According to the technology disclosed in Patent document 5 and Patent document 6, however, the amount of electric power charged in a storage battery, which is to be switched from a charging cycle to a discharging cycle, may not necessarily have reached a sufficient level, and the amount of electric power stored in a storage battery, which is to be switched from a discharging cycle to a charging cycle, may not necessarily have reached a minimum level. Therefore, although the number of charging and discharging cycles can be made smaller than with a system not based on the technology disclosed in Patent document 5 and Patent document 6, the disclosed technology fails to sufficiently reduce the number of charging and discharging cycles of storage batteries.
Patent document 7 discloses a technology for not keeping a storage battery on a vehicle in storage after it has been charged to a high SOC range, by failing to charge the storage battery if it is expected that the vehicle will not be used for a long period of time.
Storage batteries on vehicles do not need to be operated if the vehicle is at rest. However, storage batteries used by electric power users including private houses, offices, autonomous facilities, etc. may store electric power generated by renewable power supplies and discharge stored electric power in response to a request from energy systems connected thereto, even in the absence of electric power users. Therefore, a need has arisen for a technology for operating a storage battery while at the same time not using a high SOC range as much as possible.

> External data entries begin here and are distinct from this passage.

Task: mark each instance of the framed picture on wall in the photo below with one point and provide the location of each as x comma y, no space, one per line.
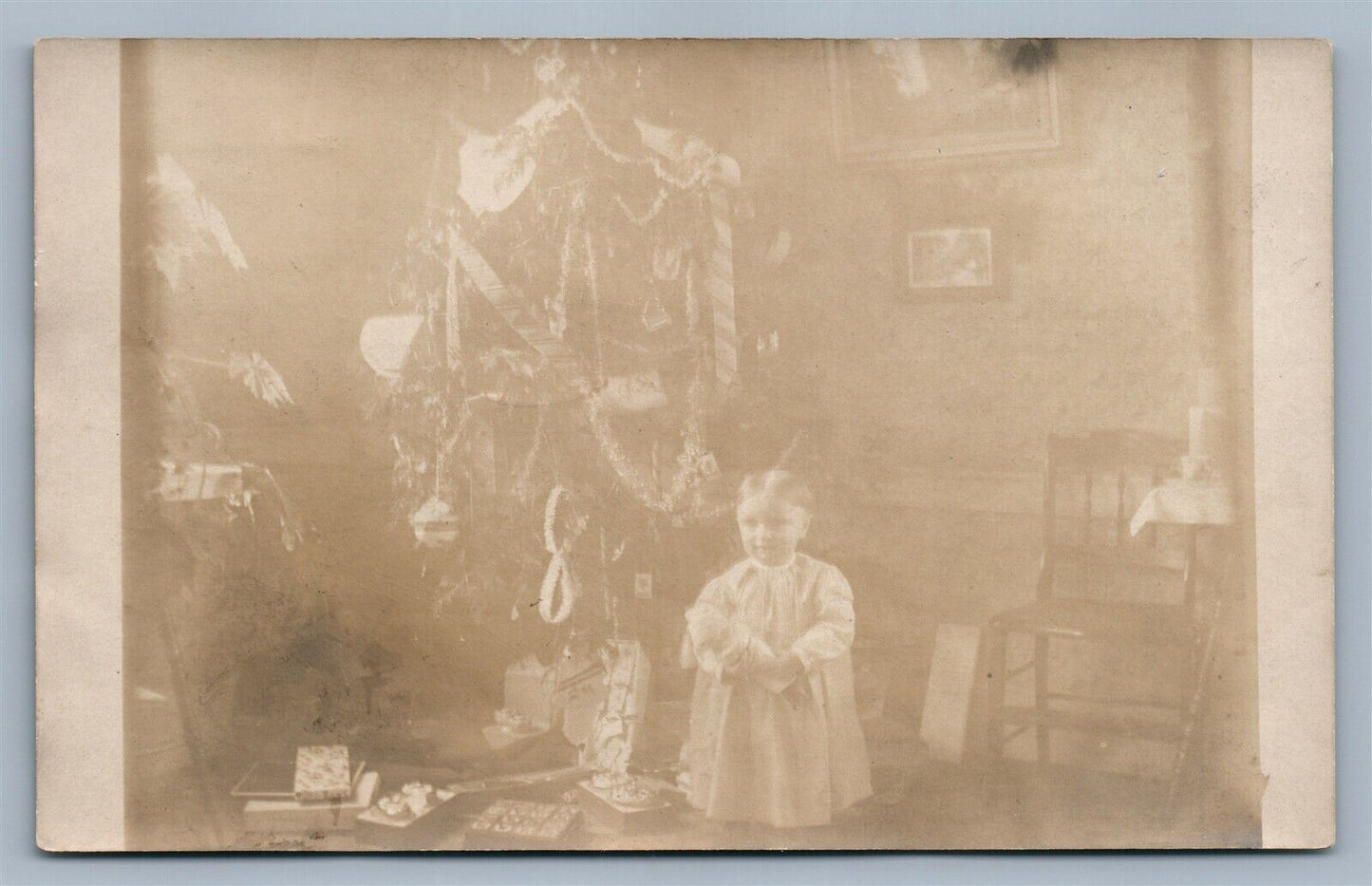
949,261
924,99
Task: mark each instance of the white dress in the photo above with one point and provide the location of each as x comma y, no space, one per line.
754,753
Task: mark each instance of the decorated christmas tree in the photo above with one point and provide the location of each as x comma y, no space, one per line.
564,332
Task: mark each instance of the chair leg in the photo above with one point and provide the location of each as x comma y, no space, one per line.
1041,698
995,695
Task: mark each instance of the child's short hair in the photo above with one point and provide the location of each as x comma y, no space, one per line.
777,483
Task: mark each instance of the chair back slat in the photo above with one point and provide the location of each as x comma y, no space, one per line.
1092,487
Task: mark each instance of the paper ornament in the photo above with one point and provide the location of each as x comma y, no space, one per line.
435,524
385,342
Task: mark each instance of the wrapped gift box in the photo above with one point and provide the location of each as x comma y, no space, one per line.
521,824
321,772
291,817
410,819
604,812
529,690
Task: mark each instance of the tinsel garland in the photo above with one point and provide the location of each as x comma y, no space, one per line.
558,576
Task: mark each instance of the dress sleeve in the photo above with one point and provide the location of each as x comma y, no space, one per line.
719,641
832,632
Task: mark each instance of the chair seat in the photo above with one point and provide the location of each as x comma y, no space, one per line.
1085,619
1098,720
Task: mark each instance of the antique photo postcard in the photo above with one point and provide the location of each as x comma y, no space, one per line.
652,444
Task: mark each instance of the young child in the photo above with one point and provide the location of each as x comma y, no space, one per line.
774,732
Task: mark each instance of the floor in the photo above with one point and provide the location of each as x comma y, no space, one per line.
918,804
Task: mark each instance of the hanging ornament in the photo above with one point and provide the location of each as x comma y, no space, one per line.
557,580
435,524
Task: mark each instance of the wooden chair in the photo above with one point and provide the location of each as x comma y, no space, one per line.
1099,584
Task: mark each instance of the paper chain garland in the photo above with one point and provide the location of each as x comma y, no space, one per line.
558,576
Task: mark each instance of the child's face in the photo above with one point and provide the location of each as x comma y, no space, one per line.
771,528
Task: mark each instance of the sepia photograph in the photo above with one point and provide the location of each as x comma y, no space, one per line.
686,444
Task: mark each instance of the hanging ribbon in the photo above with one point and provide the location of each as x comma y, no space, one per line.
511,303
718,173
719,281
558,576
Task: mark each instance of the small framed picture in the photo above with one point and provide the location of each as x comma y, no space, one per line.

Generally, a storage battery made up of a plurality of storage cells or modules for increased battery capacity and output voltage suffers individual cell characteristic variations. Patent document 8 and Patent document 9 disclose a technology for reducing characteristic differences between cells at the time they are charged and discharged, thereby extending the product life cycles of the overall storage battery. However, the technology disclosed in Patent document 8 and Patent document 9 is unable to reduce the number of charging and discharging cycles of the individual cells though it can minimize a reduction in the product life cycles of the storage battery that results from the individual cell characteristic variations.
As described above, it is desirable to use storage batteries and install the storage batteries in distributed locations in order to lessen the problems “distributed voltage destabilization” and “supply-demand imbalance” which are caused by renewable power supplies, particularly solar cells, linked to a power distribution system.
However, the distributed installation of storage batteries tends to generate an increase in the capacity and cost of the storage batteries. As described above, in order to lower the cost of storage batteries, it is important to minimize a reduction of the capacity thereof while at the same time extending the product life cycles thereof.